T-bet-expressing Th17 (T-bet(+)RORγt(+)) cells are associated with the induction of pathology during experimental autoimmune encephalomyelitis (EAE) and the encephalitic nature of these Th17 cells can be explained by their ability to produce GM-CSF. However, the upstream regulatory mechanisms that control Csf2 (gene encoding GM-CSF) expression are still unclear. In this study, we found that Th17 cells dynamically expressed GATA3, the master transcription factor for Th2 cell differentiation, during their differentiation both in vitro and in vivo.
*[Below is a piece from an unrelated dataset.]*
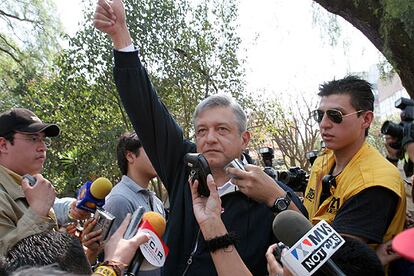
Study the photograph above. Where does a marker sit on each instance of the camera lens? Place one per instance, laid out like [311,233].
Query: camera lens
[392,129]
Early deletion of Gata3 in three complimentary conditional knockout models by Cre-ERT2, hCd2 (Cre) and Tbx21 (Cre), respectively, limited the pathogenicity of Th17 cells during EAE, which was correlated with a defect in generating pathogenic T-bet-expressing Th17 cells. These results indicate that early GATA3-dependent gene regulation is critically required to generate a de novo encephalitogenic Th17 response. Furthermore, a late deletion of Gata3 via Cre-ERT2 in the adoptive transfer EAE model resulted in a cell intrinsic failure to induce EAE symptoms which was correlated with a substantial reduction in GM-CSF production without affecting the generation and/or maintenance of T-bet-expressing Th17 cells. RNA-Seq analysis of Gata3-sufficient and Gata3-deficient CNS-infiltrating CD4(+) effector T cells from mixed congenic co-transfer recipient mice revealed an important, cell-intrinsic, function of GATA3 in regulating the expression of Egr2, Bhlhe40, and Csf2. Thus, our data highlights a novel role for GATA3 in promoting and maintaining the pathogenicity of T-bet-expressing Th17 cells in EAE, via putative regulation of Egr2, Bhlhe40, and GM-CSF expression.